Os pontos fortes do filme são a construção intimista da tortura, os contrastes entre capitalismo e comunismo e a simplicidade do protagonista.

Para ressaltar ainda mais essas qualidades, Kim Ki Duk poderia ter optado por uma narrativa menos didática e mais poética, pois quando o filme faz esses respiros, é capaz de momentos sublimes.

A Garota Desaparecida (La fille inconnue) - Jean-Pierre e Luc Dardenne


A dupla de irmãos belgas Jean-Pierre e Luc Dardenne já bastante consagrada com seus filmes intimistas, densos e concisos como A Promessa ou O Garoto da bicicleta - já comentado aqui, apresenta um novo "caso" em A Garota Desaparecida.

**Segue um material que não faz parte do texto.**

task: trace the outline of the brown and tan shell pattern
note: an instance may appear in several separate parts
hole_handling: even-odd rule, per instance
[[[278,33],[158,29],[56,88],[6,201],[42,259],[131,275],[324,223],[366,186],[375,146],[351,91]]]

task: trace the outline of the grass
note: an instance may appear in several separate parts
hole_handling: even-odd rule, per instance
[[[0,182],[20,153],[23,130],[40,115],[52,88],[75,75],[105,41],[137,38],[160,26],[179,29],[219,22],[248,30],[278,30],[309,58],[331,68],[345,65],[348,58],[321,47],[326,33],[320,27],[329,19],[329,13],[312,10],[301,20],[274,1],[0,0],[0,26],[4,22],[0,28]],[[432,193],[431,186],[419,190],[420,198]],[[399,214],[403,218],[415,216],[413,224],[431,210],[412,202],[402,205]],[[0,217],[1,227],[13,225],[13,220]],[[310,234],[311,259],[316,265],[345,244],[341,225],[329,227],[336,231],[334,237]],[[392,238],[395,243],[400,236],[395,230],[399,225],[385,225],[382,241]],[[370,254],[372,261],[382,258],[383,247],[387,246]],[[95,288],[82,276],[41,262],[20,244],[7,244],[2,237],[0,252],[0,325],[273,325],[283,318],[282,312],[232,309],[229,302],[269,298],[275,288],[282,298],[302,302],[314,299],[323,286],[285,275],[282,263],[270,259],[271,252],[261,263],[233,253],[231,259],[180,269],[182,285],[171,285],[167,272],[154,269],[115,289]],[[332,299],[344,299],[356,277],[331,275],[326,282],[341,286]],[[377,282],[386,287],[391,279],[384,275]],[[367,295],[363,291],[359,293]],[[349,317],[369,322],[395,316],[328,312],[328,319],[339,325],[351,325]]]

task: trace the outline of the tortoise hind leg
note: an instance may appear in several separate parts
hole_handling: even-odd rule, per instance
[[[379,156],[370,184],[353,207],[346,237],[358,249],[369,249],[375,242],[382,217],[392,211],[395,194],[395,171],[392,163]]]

Adèle Haenel conhecida por filmes como Aliyah e L'Apollonide: Os amores da casa de tolerância - também comentados aqui é uma médica em início de uma carreira promissora. Logo no início ela vive o dilema da carreira do quanto se envolver com os casos que trata.

Isso é colocado à prova quando deixa de atender uma campainha e a moça que a toca desaparece. 

A médica então muda um pouco suas atitudes e tenta compensar e reverter sua atitude, num novo papel  controlador, reparador e investigativo do caso.

O filme nos atrai a acompanhar bem de perto a trajetória da moça (num talento de direção que os Dardenne dominam muito bem e de maneira muito parecida com o belíssimo filme anterior Dois dias, uma noite), entretanto faltam elementos psicológicos que aprofundem a trama.

Diferente de outros filmes da dupla, que nos levam a diversas reflexões e lacunas instigantes, aqui a concisão deixa o filme um pouco plano. 

Não há crescentes, mudanças da personagem ou outras nuances, os coadjuvantes contribuem também com suas histórias, mas como aparecem de maneira um pouco estanque não trazem tantas curvas dramáticas à narrativa.

Faltam talvez mais variações das intenções dessa protagonista, ela ser mais confrontada e nos levar a mais emoções que nos aproximem da trama.